As he thought about the events surrounding Lee's death in Mexico, about the stolen car, and about the woman Lee had run off with, Harry's anger became volcanic.  He was pounding on the grave now with the back of the shovel, putting his entire body into the effort, the heavy thuds echoing in the silent hills around him.  He slipped beyond verbal expression, beyond rational thought, beyond conscious control of his actions, banging on the grave with his shovel. 

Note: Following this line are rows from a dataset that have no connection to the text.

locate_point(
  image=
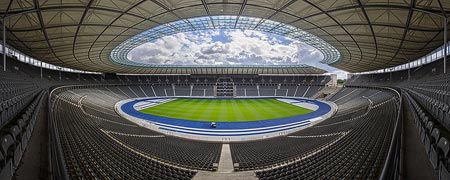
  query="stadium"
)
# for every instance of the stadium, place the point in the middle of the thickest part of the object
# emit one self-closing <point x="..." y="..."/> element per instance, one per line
<point x="224" y="89"/>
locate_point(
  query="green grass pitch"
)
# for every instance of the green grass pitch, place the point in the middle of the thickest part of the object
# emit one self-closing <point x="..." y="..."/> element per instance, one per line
<point x="226" y="110"/>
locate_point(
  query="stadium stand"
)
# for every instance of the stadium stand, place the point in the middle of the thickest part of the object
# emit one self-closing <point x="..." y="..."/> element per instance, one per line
<point x="392" y="119"/>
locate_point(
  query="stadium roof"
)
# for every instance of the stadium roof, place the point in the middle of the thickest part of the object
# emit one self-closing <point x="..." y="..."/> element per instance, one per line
<point x="81" y="34"/>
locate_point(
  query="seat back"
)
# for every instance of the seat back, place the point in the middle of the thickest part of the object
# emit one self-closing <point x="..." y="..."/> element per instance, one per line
<point x="435" y="134"/>
<point x="443" y="146"/>
<point x="15" y="132"/>
<point x="7" y="142"/>
<point x="430" y="126"/>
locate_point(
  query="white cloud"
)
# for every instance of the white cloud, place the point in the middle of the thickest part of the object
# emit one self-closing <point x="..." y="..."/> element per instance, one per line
<point x="232" y="47"/>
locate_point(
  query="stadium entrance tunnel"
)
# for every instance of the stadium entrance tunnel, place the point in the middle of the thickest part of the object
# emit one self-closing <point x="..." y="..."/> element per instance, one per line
<point x="217" y="128"/>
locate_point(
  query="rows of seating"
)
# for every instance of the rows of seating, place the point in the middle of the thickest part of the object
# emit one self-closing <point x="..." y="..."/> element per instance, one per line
<point x="105" y="126"/>
<point x="358" y="154"/>
<point x="15" y="135"/>
<point x="434" y="137"/>
<point x="275" y="153"/>
<point x="90" y="153"/>
<point x="434" y="96"/>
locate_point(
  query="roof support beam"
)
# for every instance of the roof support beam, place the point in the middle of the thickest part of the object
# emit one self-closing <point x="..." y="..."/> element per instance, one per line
<point x="205" y="5"/>
<point x="4" y="34"/>
<point x="240" y="12"/>
<point x="445" y="44"/>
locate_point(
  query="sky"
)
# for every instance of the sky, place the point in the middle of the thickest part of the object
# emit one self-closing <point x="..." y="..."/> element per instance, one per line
<point x="229" y="47"/>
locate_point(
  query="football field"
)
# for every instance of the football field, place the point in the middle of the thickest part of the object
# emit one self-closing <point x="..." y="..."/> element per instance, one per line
<point x="226" y="110"/>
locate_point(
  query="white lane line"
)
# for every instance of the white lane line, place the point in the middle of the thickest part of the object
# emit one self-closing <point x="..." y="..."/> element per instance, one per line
<point x="134" y="135"/>
<point x="320" y="135"/>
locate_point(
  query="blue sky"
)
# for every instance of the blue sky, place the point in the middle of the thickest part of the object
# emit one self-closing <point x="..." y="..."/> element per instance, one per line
<point x="231" y="47"/>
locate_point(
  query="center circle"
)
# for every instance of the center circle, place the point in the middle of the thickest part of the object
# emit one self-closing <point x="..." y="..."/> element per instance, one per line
<point x="225" y="119"/>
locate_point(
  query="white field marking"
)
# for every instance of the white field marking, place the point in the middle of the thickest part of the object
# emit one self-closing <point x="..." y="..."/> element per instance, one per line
<point x="301" y="103"/>
<point x="132" y="91"/>
<point x="374" y="94"/>
<point x="309" y="154"/>
<point x="143" y="154"/>
<point x="346" y="95"/>
<point x="117" y="87"/>
<point x="143" y="91"/>
<point x="115" y="94"/>
<point x="103" y="92"/>
<point x="134" y="135"/>
<point x="304" y="94"/>
<point x="151" y="103"/>
<point x="320" y="135"/>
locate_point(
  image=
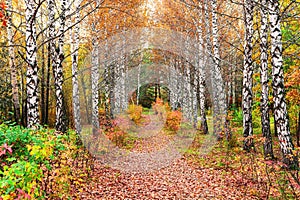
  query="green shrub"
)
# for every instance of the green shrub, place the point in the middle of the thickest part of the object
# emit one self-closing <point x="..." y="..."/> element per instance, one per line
<point x="38" y="164"/>
<point x="173" y="120"/>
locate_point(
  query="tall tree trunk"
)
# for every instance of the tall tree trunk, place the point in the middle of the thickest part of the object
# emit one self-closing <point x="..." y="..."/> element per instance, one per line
<point x="280" y="110"/>
<point x="43" y="87"/>
<point x="219" y="82"/>
<point x="201" y="75"/>
<point x="14" y="79"/>
<point x="74" y="50"/>
<point x="60" y="122"/>
<point x="95" y="87"/>
<point x="48" y="85"/>
<point x="32" y="69"/>
<point x="247" y="76"/>
<point x="264" y="106"/>
<point x="298" y="131"/>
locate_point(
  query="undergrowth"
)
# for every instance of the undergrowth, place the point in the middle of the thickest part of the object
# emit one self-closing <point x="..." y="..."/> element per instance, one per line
<point x="41" y="164"/>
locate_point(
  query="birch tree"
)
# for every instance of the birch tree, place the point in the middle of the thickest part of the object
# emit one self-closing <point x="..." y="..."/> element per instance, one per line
<point x="201" y="74"/>
<point x="247" y="75"/>
<point x="280" y="109"/>
<point x="32" y="68"/>
<point x="14" y="79"/>
<point x="60" y="122"/>
<point x="265" y="118"/>
<point x="74" y="57"/>
<point x="219" y="97"/>
<point x="95" y="82"/>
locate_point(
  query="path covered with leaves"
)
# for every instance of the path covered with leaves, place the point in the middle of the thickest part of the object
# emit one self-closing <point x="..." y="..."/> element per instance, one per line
<point x="180" y="179"/>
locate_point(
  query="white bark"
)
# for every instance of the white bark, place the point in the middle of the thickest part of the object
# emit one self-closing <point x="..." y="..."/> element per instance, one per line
<point x="32" y="69"/>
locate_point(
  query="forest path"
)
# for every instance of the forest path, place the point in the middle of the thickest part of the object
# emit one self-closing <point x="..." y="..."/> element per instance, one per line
<point x="179" y="179"/>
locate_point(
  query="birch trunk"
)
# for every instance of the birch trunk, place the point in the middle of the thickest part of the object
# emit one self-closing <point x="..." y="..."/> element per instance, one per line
<point x="74" y="57"/>
<point x="32" y="69"/>
<point x="14" y="79"/>
<point x="201" y="76"/>
<point x="280" y="109"/>
<point x="247" y="76"/>
<point x="264" y="106"/>
<point x="60" y="122"/>
<point x="218" y="80"/>
<point x="95" y="87"/>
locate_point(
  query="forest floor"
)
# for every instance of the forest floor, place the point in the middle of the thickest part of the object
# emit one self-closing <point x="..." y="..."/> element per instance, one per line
<point x="156" y="166"/>
<point x="184" y="176"/>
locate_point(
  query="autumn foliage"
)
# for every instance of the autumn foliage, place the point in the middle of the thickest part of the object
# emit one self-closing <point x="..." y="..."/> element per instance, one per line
<point x="135" y="113"/>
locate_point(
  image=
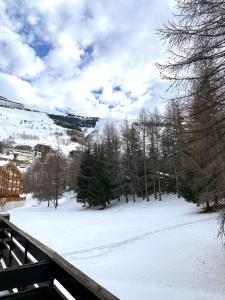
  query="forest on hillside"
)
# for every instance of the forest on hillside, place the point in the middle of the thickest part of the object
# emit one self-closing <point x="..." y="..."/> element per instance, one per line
<point x="181" y="151"/>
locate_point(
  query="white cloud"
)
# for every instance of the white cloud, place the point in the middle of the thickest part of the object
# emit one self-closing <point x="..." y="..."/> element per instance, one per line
<point x="87" y="45"/>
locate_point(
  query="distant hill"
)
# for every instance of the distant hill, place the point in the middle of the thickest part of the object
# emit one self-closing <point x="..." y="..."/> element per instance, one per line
<point x="20" y="125"/>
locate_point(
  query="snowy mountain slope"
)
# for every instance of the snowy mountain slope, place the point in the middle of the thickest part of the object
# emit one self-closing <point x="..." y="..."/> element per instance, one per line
<point x="20" y="125"/>
<point x="31" y="128"/>
<point x="155" y="250"/>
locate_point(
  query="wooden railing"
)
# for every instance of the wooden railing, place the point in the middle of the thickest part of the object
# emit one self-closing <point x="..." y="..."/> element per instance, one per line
<point x="30" y="270"/>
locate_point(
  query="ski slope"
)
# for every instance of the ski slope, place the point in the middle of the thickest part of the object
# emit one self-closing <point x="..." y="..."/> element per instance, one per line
<point x="31" y="128"/>
<point x="156" y="250"/>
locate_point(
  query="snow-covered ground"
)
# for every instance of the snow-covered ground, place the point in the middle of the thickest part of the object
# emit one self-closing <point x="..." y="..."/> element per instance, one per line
<point x="160" y="251"/>
<point x="32" y="128"/>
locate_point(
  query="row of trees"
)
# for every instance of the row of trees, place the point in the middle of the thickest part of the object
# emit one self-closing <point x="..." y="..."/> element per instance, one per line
<point x="181" y="151"/>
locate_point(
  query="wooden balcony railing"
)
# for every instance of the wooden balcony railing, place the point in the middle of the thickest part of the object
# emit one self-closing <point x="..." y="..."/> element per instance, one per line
<point x="30" y="270"/>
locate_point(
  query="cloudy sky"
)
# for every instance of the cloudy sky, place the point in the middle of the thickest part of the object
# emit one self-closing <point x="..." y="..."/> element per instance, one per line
<point x="96" y="57"/>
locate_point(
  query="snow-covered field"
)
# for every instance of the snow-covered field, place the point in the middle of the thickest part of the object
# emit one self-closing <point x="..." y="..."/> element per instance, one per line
<point x="160" y="251"/>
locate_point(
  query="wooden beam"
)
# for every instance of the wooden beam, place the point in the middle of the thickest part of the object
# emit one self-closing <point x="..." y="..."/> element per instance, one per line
<point x="21" y="276"/>
<point x="46" y="293"/>
<point x="78" y="284"/>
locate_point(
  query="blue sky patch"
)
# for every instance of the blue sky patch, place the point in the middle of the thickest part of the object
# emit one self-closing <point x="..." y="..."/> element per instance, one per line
<point x="117" y="88"/>
<point x="97" y="93"/>
<point x="87" y="56"/>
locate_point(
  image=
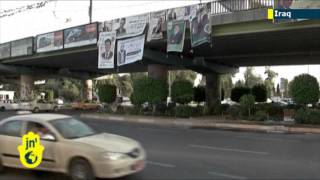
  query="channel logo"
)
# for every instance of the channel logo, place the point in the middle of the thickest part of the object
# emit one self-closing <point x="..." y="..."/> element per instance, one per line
<point x="31" y="150"/>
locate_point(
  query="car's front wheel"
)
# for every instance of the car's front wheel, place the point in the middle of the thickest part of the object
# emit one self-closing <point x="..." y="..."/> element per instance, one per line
<point x="80" y="169"/>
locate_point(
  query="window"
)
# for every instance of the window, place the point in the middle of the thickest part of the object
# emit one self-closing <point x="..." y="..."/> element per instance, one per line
<point x="41" y="130"/>
<point x="11" y="128"/>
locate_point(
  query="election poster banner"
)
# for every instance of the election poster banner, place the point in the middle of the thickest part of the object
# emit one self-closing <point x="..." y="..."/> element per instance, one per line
<point x="22" y="47"/>
<point x="175" y="14"/>
<point x="4" y="50"/>
<point x="50" y="41"/>
<point x="156" y="25"/>
<point x="130" y="26"/>
<point x="175" y="35"/>
<point x="200" y="27"/>
<point x="80" y="35"/>
<point x="106" y="46"/>
<point x="130" y="50"/>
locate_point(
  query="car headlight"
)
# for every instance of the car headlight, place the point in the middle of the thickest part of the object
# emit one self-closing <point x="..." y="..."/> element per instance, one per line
<point x="113" y="155"/>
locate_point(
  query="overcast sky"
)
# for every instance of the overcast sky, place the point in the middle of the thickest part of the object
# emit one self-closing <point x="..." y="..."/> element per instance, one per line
<point x="62" y="14"/>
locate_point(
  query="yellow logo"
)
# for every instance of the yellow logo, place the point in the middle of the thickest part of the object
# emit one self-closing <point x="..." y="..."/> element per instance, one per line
<point x="31" y="150"/>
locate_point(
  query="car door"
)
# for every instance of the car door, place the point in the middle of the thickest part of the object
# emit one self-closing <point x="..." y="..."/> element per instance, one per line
<point x="10" y="139"/>
<point x="50" y="144"/>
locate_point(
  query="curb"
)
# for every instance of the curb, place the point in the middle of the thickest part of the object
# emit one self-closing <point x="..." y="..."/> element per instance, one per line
<point x="197" y="124"/>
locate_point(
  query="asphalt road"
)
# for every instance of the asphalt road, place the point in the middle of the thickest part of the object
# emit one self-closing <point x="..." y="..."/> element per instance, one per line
<point x="177" y="153"/>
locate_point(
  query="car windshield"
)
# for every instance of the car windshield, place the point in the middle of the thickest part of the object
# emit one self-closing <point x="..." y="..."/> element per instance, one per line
<point x="72" y="128"/>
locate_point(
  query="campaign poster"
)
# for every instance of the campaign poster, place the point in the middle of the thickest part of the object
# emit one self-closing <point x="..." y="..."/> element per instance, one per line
<point x="80" y="36"/>
<point x="130" y="26"/>
<point x="50" y="41"/>
<point x="22" y="47"/>
<point x="130" y="50"/>
<point x="106" y="26"/>
<point x="200" y="27"/>
<point x="106" y="46"/>
<point x="4" y="50"/>
<point x="175" y="14"/>
<point x="175" y="35"/>
<point x="156" y="21"/>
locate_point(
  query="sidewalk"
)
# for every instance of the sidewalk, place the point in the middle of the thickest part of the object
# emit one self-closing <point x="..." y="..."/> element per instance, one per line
<point x="206" y="123"/>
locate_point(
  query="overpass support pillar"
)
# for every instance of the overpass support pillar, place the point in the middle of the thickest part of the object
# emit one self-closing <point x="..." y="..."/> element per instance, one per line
<point x="26" y="87"/>
<point x="87" y="90"/>
<point x="158" y="71"/>
<point x="213" y="90"/>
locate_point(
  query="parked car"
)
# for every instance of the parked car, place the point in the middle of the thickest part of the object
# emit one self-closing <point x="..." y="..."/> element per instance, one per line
<point x="86" y="105"/>
<point x="71" y="147"/>
<point x="42" y="105"/>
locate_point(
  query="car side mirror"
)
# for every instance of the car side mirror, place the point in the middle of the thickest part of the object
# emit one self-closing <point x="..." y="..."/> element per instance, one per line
<point x="48" y="137"/>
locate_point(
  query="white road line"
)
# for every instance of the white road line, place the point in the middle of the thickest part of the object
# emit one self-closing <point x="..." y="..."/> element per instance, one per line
<point x="228" y="149"/>
<point x="161" y="164"/>
<point x="267" y="139"/>
<point x="229" y="176"/>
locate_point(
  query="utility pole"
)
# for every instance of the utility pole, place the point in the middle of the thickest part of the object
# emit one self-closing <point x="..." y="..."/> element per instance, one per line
<point x="90" y="12"/>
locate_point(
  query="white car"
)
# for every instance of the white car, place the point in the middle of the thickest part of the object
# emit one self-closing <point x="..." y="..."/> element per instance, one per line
<point x="71" y="147"/>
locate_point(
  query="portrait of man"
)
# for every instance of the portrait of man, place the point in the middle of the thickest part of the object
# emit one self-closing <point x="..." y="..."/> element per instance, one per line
<point x="176" y="36"/>
<point x="121" y="55"/>
<point x="121" y="30"/>
<point x="108" y="54"/>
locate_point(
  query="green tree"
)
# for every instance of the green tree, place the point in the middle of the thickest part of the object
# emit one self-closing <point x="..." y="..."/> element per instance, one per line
<point x="182" y="91"/>
<point x="247" y="102"/>
<point x="304" y="89"/>
<point x="259" y="91"/>
<point x="250" y="79"/>
<point x="269" y="81"/>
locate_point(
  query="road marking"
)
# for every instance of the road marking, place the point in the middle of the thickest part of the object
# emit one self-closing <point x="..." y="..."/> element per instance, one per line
<point x="267" y="139"/>
<point x="161" y="164"/>
<point x="228" y="149"/>
<point x="229" y="176"/>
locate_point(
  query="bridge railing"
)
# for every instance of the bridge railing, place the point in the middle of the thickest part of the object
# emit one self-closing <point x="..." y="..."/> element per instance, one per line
<point x="229" y="6"/>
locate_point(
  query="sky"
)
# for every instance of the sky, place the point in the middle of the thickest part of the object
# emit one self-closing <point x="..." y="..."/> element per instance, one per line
<point x="61" y="14"/>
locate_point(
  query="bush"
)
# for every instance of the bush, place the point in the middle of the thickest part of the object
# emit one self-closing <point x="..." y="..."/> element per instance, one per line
<point x="260" y="116"/>
<point x="238" y="92"/>
<point x="199" y="94"/>
<point x="306" y="116"/>
<point x="183" y="111"/>
<point x="259" y="91"/>
<point x="150" y="90"/>
<point x="304" y="89"/>
<point x="247" y="102"/>
<point x="107" y="93"/>
<point x="182" y="91"/>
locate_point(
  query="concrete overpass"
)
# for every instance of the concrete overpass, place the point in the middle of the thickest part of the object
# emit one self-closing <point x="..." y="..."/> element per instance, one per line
<point x="240" y="37"/>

As the first rays of the sun found the eastern sky, Harry's anger abruptly burned itself out.  Exhausted, he collapsed over the grave, his face rubbing into the sand.  As he lay prostrate over the little grave, he was vaguely aware of a far-off sound, a keening moan that seemed to come from everywhere around him.  It was a primitive sound that couldn't be consciously produced; it came instinctively from the anger and pain and loss that festered within him.  His eyes burned with hot tears and his throat choked with bile.  The gritty desert sand of Lee's grave stuck to his tears and scraped his eyes.  It got into his mouth and grated against his teeth.  The anguished keening gradually became fainter until it was just a feeble moan.  Then for the first time in days, Harry slept.